On 2016-May-02, at 2:39 PM, Charles Anthony wrote:
On Mon, May 2, 2016 at 1:21 PM, Paul Koning
<paulkoning at comcast.net> wrote:
On May 2,
2016, at 3:59 PM, Mattis Lind <mattislind at gmail.com> wrote:
Yet another nice color brochure.
https://dl.dropboxusercontent.com/u/96935524/Datormusuem/lab11.pdf
Has anyone seen a VR20 in real? Rather interesting to be able to do a red
and green X/Y screen based on different energy levels. Someone care to
explain how that works?
See
https://en.wikipedia.org/wiki/Penetron. The idea is that there are
two layers, and a high voltage beam pokes through the first to activate the
second.
I'm not sure that the Penetron is what DEC was using; according to
http://homepage.cs.uiowa.edu/~jones/pdp8/man/vc8e.html:
"If the CO (color) bit changes because of the value loaded, and if the VC8E
is equipped to handle this option, a timer will be started to set the DN
(done) bit after either 300 microseconds (green to red) or 1600
microseconds (red to green). These delays correspond to the time taken by
the VR20 display for these color changes."
According the Penetron wiki page, additional activation energy was provided
by a "set of fine wires placed behind the screen"; whereas the VC8E
apparently is setting the color by timing the beam.

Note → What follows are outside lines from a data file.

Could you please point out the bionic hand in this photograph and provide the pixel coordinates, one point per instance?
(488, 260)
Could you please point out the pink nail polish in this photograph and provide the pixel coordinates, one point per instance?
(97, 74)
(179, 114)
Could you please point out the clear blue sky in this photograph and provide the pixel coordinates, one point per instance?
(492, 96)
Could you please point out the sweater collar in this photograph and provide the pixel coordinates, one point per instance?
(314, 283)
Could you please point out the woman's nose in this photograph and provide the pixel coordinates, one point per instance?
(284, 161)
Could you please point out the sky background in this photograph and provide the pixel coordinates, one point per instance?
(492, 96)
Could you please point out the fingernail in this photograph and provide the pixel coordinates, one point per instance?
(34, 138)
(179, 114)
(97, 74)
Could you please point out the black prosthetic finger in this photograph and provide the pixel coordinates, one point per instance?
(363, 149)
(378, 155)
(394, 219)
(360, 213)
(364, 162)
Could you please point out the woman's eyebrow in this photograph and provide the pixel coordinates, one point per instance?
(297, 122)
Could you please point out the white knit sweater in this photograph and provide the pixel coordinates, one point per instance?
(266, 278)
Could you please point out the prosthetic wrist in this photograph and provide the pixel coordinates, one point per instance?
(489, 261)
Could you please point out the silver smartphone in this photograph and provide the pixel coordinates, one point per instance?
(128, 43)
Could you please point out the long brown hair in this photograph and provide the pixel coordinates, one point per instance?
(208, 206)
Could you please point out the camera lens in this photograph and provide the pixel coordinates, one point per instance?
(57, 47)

So yes, it seems to be an activation energy phenomenon, but not
specifically the Penetron technology. My physics fu isn't good enough to
explain how, but I would guess at some very non-linear phosphorescence
response.
Might have had to do with the time taken to switch the HV supply (for a Penetron) for the
different penetration levels rather than a different phosphor-exciting scheme. Although,
is that interface even at the scan level relating directly to the display tube, or at a
controller level where it might be an artifact of the controller electronics?